ActivityPub development gets hard in a few very specific places. In this post I want to walk through five of them, then show what each one looks like with Fedify. If you’ve spent time in the fediverse, you’ll probably nod along. If you haven’t, you may wonder why anyone would do all of this by hand. Either way, the conclusion is the same: nobody has to anymore. ActivityPub 的开发在几个特定的地方非常困难。在这篇文章中,我想带大家了解其中的五个难点,并展示 Fedify 是如何解决它们的。如果你在联邦宇宙(fediverse)待过,你可能会点头表示赞同。如果你没有,你可能会好奇为什么有人会手动做这一切。无论如何,结论是一样的:现在没人需要再这样做了。

Five scenes

五个场景

Scene 1: there is more than one standard 场景 1:标准不止一个

ActivityPub servers authenticate each other with HTTP signatures. Except there isn’t one signature spec. Most of the fediverse runs on draft-cavage-http-signatures-12, an expired draft that never became a standard. The actual standard exists too: RFC 9421, HTTP Message Signatures. The problem is that you can’t know which one a given server accepts until you try. A real-world implementation therefore has to sign with one spec, see whether it gets rejected, re-sign with the other, and remember per server which one worked so it can skip the dance next time. The fediverse calls this double-knocking. Yes, you get to implement it yourself. ActivityPub 服务器通过 HTTP 签名相互验证。但问题是,签名规范不止一个。大部分联邦宇宙运行在 draft-cavage-http-signatures-12 上,这是一个从未成为正式标准的过期草案。而真正的标准是 RFC 9421(HTTP 消息签名)。问题在于,在尝试之前,你无法知道对方服务器接受哪一种。因此,实际的实现必须先用一种规范签名,如果被拒绝,再用另一种重新签名,并记住每个服务器适用的规范,以便下次跳过这个过程。联邦宇宙称之为“双重敲门”(double-knocking)。没错,你得自己实现它。

Scene 2: one document, many shapes 场景 2:一份文档,多种形态

ActivityPub’s wire format is JSON-LD, and in JSON-LD the same document can take many shapes. Your parser has to accept every combination, and which one arrives depends on the sender’s implementation. The spec-compliant answer is to normalize every document with a JSON-LD processor, expansion followed by compaction. In practice many implementations treat it all as “just JSON” and quietly break on whatever shape some server happens to emit. Either way, you end up with defensive code smeared across the whole codebase: is this a string? An array? An object? A URI I have to fetch?

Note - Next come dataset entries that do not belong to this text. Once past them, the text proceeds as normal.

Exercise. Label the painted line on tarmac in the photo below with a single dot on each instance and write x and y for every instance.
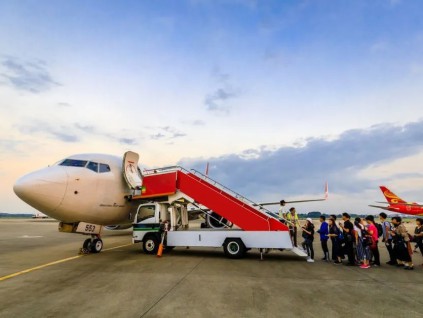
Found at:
(53, 263)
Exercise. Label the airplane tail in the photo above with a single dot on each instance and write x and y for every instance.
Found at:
(391, 197)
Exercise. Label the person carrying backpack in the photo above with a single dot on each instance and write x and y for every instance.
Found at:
(335, 236)
(308, 235)
(402, 245)
(372, 230)
(387, 238)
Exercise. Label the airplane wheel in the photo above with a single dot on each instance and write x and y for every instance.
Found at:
(96, 246)
(150, 244)
(87, 245)
(234, 248)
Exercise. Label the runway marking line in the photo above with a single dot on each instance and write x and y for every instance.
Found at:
(53, 263)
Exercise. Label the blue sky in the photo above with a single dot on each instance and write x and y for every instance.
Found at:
(323, 90)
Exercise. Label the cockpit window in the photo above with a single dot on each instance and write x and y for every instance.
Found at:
(104, 168)
(93, 166)
(73, 163)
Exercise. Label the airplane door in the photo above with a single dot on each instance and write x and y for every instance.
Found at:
(131, 173)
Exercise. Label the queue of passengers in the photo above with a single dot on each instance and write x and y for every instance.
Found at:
(359, 240)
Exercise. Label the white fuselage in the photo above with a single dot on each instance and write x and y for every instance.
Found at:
(81, 188)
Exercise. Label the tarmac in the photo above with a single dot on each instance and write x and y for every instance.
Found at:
(42, 275)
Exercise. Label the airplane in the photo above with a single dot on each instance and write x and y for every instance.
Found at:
(396, 204)
(87, 192)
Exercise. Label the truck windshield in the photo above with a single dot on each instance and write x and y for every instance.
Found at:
(145, 213)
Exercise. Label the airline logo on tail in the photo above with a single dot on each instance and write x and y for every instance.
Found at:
(391, 197)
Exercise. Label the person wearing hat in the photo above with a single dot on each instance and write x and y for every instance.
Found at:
(294, 223)
(308, 235)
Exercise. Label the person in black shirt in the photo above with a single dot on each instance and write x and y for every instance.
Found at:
(336, 242)
(308, 235)
(347, 229)
(418, 234)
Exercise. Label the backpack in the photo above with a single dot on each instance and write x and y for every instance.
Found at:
(379, 229)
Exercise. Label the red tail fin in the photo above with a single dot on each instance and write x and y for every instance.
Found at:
(391, 197)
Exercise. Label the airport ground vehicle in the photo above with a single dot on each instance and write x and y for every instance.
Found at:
(232, 221)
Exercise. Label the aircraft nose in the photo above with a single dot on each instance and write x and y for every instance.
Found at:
(43, 189)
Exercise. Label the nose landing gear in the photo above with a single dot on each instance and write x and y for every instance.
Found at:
(92, 245)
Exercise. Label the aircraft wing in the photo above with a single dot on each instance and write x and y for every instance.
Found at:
(298, 201)
(380, 207)
(413, 204)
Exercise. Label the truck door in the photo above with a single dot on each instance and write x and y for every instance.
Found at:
(131, 172)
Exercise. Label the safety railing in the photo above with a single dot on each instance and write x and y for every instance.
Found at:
(239, 196)
(221, 187)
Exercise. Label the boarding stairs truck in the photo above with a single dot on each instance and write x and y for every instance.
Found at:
(238, 224)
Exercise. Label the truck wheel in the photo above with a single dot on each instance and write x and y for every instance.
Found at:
(87, 244)
(150, 244)
(96, 246)
(234, 248)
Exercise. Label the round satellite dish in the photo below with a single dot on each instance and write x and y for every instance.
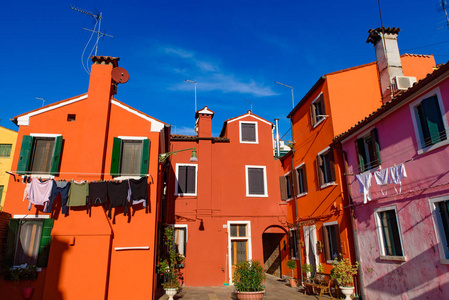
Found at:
(119, 75)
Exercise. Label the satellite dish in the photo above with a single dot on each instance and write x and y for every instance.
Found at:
(119, 75)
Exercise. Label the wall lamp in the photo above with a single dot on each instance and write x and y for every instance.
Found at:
(193, 158)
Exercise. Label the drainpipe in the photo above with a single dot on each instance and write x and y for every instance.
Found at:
(278, 154)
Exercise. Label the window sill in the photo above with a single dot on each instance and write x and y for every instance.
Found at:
(433, 147)
(328, 185)
(393, 258)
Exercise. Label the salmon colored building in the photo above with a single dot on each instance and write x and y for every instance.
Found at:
(226, 207)
(322, 221)
(89, 139)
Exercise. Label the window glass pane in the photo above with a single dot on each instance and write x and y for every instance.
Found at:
(42, 155)
(27, 244)
(5, 150)
(131, 157)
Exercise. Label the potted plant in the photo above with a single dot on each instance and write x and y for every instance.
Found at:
(167, 266)
(291, 264)
(248, 278)
(343, 272)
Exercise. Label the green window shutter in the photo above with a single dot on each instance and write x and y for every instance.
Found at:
(8, 259)
(433, 120)
(360, 150)
(375, 140)
(56, 156)
(145, 157)
(44, 245)
(25, 154)
(115, 160)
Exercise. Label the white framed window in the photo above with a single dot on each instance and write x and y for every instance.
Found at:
(440, 212)
(186, 180)
(239, 241)
(429, 121)
(248, 132)
(286, 186)
(332, 244)
(325, 167)
(256, 181)
(389, 234)
(317, 110)
(301, 180)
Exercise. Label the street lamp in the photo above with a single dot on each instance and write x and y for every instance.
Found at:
(193, 81)
(293, 98)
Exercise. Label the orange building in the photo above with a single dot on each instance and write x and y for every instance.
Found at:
(322, 223)
(91, 138)
(226, 207)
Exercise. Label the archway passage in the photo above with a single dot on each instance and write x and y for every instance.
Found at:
(274, 250)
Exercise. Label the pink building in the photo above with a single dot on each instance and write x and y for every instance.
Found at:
(402, 227)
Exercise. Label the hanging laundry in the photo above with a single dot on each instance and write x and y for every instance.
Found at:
(78, 193)
(118, 195)
(397, 173)
(59, 188)
(139, 191)
(39, 192)
(382, 178)
(364, 180)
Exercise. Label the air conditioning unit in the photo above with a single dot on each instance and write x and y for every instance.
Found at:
(401, 83)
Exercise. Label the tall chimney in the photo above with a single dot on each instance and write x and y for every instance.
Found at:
(204, 122)
(385, 41)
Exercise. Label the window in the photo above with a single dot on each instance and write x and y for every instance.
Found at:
(5, 150)
(440, 207)
(40, 154)
(294, 240)
(28, 241)
(286, 186)
(248, 132)
(180, 239)
(301, 180)
(331, 237)
(130, 156)
(317, 110)
(186, 175)
(368, 151)
(325, 167)
(256, 181)
(388, 231)
(429, 122)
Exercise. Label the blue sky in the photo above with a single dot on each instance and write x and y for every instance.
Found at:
(235, 50)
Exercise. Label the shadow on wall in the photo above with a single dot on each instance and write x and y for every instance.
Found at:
(422, 277)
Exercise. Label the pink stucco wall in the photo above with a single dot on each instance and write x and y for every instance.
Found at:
(422, 275)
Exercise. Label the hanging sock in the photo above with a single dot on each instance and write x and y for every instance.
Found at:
(381, 177)
(364, 180)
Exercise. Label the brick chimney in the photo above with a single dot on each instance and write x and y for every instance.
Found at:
(203, 124)
(388, 58)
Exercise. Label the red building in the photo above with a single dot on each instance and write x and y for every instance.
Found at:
(226, 207)
(88, 138)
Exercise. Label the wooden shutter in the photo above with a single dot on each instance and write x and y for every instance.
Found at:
(44, 245)
(56, 156)
(8, 259)
(283, 186)
(145, 162)
(115, 160)
(319, 169)
(25, 154)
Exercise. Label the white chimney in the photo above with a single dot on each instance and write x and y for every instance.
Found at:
(385, 42)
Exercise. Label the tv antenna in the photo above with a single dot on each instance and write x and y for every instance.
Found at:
(98, 17)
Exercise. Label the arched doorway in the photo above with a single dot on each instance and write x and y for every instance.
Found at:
(275, 249)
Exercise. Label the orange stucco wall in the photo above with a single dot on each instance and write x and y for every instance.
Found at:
(83, 262)
(221, 197)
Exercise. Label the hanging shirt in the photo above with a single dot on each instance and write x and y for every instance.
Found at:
(397, 173)
(364, 180)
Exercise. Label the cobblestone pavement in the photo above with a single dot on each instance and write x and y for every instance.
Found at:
(275, 289)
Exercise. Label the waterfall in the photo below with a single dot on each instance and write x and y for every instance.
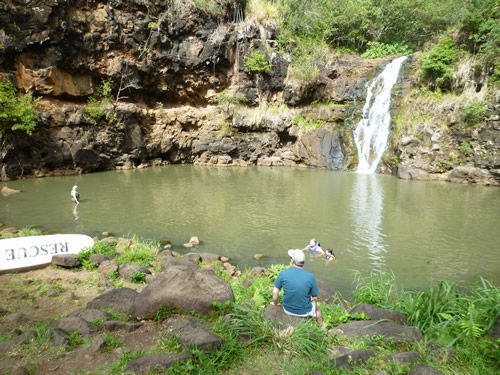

ActivityPub 的传输格式是 JSON-LD,而在 JSON-LD 中,同一份文档可以有多种形态。你的解析器必须接受所有组合,而具体收到哪种形态取决于发送方的实现。符合规范的做法是使用 JSON-LD 处理器对每份文档进行规范化(先展开再压缩)。但在实践中,许多实现只是将其视为“普通 JSON”,一旦遇到某种服务器发出的特殊形态就会静默崩溃。无论哪种方式,你最终都会在整个代码库中充斥着防御性代码:这是一个字符串吗?是一个数组吗?是一个对象吗?还是我需要获取的 URI?

Scene 3: the zombie post 场景 3:僵尸帖子

A user publishes a post, spots a typo, and deletes it right away. Your server sends a Create, then a Delete. Thanks to network weather, some receiving server gets the Delete first and the Create second. It ignores the deletion of a post that doesn’t exist yet, then dutifully processes the creation of a post that was already deleted. That post now lives on that server forever, while its author believes it’s gone. 用户发布了一条帖子,发现有错别字,于是立即将其删除。你的服务器发送了一个 Create(创建)活动,接着发送了一个 Delete(删除)活动。由于网络状况,某些接收服务器先收到了 Delete,后收到了 Create。它忽略了对尚未存在的帖子的删除操作,然后忠实地处理了那个已经被删除的帖子的创建操作。于是,那条帖子就永远留在了那台服务器上,而作者却以为它已经消失了。